An estimated 72% of footwear and 84% of travel goods are produced in China, and footwear is one of the highest duty products in the marketplace today, according to FDRA. “The average import duty on all consumer goods is about one and a half percent, and our average duty is 12%, and it goes all the way up to almost 70 percent depending on the type of shoe.”
Duties on sneakers range from around 17% to 20%. Work boots and construction wear, Priest notes, are also primarily manufactured in China.

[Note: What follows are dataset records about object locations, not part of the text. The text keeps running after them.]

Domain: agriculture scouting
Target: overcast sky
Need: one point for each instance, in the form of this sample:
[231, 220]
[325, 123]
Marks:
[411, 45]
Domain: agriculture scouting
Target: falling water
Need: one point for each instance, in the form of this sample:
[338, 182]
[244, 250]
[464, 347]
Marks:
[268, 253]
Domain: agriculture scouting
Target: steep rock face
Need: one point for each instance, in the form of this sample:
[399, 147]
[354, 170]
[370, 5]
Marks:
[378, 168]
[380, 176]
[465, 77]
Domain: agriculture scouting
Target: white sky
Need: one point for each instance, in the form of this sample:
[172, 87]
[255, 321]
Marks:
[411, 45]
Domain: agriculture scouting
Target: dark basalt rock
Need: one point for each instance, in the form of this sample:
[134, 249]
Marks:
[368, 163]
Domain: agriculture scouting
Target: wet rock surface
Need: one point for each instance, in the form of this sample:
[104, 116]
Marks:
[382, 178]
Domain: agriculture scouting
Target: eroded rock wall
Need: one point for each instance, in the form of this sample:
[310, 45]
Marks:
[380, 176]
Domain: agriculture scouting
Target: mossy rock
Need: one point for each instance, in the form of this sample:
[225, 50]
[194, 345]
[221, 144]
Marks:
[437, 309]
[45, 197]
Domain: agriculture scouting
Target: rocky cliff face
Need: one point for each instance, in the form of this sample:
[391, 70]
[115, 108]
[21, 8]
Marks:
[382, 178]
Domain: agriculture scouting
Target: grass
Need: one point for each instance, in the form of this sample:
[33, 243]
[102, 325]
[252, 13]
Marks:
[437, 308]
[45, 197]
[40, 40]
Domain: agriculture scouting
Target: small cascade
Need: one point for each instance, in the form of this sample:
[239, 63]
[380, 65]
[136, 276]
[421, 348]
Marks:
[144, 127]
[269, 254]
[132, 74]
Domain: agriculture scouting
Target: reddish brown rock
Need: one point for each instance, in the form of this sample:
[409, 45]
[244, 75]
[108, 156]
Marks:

According to Priest, a shoe currently imported to the U.S. with an input price of $25, usually gets markup of three to four times that as the shoe makes its way through the supply chain, from the border, where it gets hit with a duty of about 20% ($5), to the retail store to the consumer’s closet. That would make it a $75 or $100 shoe. So if Trump follows through with a new round of tariffs on $300 billion worth Chinese goods, that same $25 shoe coming into the country would be hit with a 45% tax, more than double the amount of duty.
Priest said that higher cost will likely fall on the consumer. “You see how the duty price is baked into the product as it gets marked up throughout the supply chain. And that means that, you know, that initial duty payment ... impacts the consumer more dramatically.” Priest said.
New retaliatory Chinese tariffs on over 5,000 products made in the U.S. will take effect on June 1.